Twenty-four-year-old Derek Lee broke into a woman's house during a jewellery party in Salt Lake City, Utah, but despite a gun he didn't convince the women he was for real. They thought it was a party gag and that the gun was a toy. As Derek's anger built at not being taken seriously, the hostess arose: "In the name of Jesus, get out of my house now!" she said and all the other guests joined in. "Je-sus! Je-sus! Je-sus!" Terrified he fled and was soon arrested. (Source: Weird Universe)
Council triple-speak doesn't register
A reader writes: "The fella who thought there was a problem with how he 'displayed' his registration [protruding from the plastic pocket], when it was just a few days out of date ... why don't the council just say that? I got stung by the same issue and it took me a while of reading and rereading the website to work out what the ticket was for. I went and looked at my rego and found it out of date. Surely the ticket should say something like 'not displaying a current registration', rather than this confusing triple-speak."

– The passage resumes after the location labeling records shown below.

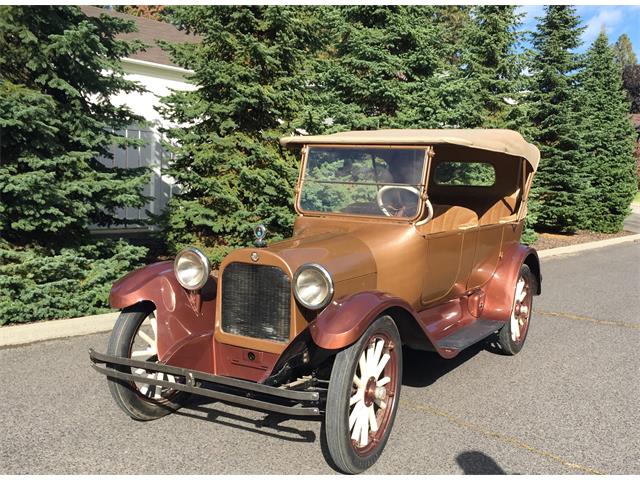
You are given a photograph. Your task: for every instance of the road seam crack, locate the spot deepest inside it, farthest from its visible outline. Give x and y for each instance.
(571, 316)
(503, 438)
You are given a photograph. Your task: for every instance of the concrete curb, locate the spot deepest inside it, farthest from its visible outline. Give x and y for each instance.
(581, 247)
(72, 327)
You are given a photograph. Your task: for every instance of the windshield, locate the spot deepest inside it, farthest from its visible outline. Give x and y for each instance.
(363, 181)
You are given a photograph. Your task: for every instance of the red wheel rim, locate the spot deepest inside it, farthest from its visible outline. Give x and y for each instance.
(143, 346)
(521, 312)
(376, 393)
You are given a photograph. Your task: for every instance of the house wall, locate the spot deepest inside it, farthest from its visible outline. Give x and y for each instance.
(158, 80)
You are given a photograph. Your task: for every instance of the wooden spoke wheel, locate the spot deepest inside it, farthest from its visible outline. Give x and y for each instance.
(135, 336)
(513, 334)
(363, 397)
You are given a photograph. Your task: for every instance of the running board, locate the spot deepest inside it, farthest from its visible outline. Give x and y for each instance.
(467, 336)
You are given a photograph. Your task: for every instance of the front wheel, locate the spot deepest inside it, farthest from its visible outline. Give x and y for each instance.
(363, 396)
(135, 336)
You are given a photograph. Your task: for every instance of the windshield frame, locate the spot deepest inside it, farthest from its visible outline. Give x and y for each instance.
(422, 187)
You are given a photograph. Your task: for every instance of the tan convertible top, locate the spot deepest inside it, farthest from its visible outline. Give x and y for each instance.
(495, 140)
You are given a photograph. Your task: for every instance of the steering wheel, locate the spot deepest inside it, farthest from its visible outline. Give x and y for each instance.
(397, 211)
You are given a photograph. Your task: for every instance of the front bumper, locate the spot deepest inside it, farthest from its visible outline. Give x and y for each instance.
(256, 396)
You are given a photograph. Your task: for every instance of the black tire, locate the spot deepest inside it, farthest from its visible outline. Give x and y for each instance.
(352, 456)
(126, 394)
(505, 340)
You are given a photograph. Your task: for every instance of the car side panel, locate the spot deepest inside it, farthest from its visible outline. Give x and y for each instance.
(341, 324)
(500, 290)
(185, 319)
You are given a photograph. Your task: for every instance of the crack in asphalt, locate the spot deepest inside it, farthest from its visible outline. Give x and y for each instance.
(503, 438)
(571, 316)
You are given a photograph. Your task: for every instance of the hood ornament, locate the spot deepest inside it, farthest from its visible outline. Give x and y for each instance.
(260, 233)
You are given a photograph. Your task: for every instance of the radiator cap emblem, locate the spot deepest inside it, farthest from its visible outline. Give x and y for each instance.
(260, 232)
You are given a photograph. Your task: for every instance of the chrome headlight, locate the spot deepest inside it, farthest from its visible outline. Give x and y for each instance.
(312, 286)
(192, 268)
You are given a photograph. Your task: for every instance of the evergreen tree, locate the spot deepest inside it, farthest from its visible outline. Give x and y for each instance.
(561, 184)
(56, 119)
(375, 75)
(58, 69)
(609, 140)
(250, 70)
(631, 83)
(624, 51)
(491, 66)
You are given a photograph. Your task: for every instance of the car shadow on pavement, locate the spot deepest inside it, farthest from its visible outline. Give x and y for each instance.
(421, 369)
(268, 425)
(477, 463)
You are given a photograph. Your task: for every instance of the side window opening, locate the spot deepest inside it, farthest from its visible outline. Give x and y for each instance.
(466, 174)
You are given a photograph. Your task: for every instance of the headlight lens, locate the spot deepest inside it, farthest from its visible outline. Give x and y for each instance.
(192, 268)
(313, 286)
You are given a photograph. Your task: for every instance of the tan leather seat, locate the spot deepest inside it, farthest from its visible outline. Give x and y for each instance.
(451, 217)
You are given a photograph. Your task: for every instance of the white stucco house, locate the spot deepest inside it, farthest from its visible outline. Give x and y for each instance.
(155, 71)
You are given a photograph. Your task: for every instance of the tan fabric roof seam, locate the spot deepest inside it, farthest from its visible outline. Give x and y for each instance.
(496, 140)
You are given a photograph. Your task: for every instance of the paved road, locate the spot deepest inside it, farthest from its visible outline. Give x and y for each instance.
(568, 403)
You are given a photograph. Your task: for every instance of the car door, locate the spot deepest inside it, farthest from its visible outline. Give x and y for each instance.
(451, 242)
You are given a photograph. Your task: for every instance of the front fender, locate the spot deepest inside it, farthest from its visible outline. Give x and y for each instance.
(185, 319)
(343, 322)
(500, 290)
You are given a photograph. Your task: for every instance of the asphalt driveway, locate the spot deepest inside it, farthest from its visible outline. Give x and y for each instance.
(568, 403)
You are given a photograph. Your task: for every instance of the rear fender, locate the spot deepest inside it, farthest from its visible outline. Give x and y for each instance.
(343, 322)
(500, 290)
(185, 318)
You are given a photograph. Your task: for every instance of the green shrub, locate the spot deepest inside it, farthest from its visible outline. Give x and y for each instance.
(40, 284)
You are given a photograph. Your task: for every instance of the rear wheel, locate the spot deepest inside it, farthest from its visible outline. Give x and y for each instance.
(135, 336)
(512, 335)
(363, 397)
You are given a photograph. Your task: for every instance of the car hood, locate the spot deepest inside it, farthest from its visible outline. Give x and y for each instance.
(343, 255)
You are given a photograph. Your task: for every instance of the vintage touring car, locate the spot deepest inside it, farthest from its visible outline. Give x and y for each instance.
(403, 239)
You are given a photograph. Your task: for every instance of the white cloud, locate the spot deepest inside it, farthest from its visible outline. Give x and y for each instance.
(607, 18)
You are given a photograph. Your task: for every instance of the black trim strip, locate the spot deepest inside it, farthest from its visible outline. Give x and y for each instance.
(97, 357)
(191, 376)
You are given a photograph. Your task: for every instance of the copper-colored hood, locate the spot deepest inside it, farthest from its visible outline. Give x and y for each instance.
(342, 254)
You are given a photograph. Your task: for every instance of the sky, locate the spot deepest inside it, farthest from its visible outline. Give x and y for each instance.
(616, 19)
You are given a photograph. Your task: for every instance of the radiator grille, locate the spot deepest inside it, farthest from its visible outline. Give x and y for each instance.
(256, 301)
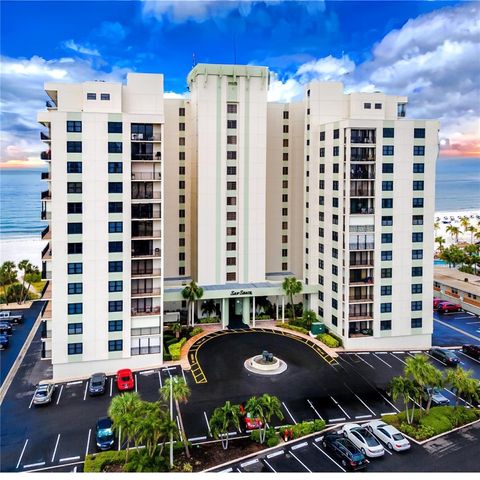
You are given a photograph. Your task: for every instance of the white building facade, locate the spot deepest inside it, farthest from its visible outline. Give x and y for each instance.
(147, 193)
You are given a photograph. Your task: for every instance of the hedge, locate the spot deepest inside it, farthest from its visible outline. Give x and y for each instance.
(328, 340)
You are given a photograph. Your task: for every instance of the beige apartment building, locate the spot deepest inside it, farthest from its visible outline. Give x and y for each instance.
(147, 193)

Art: For the last 13 years Julie Green has been making plates depicting the last meal of death-row inmates. Unfortunately there was a lot of requests for KFC and Maccas...
New blog: Cats are currently quite unpopular (and in too much of the Prime Minister's stand up routine) so I was happy to find this blog. The Menswear Dog blog features a handsome dog modeling a range of designer clothes and accessories.
Video: The entire Gangnam Style video as a hand drawn flipbook.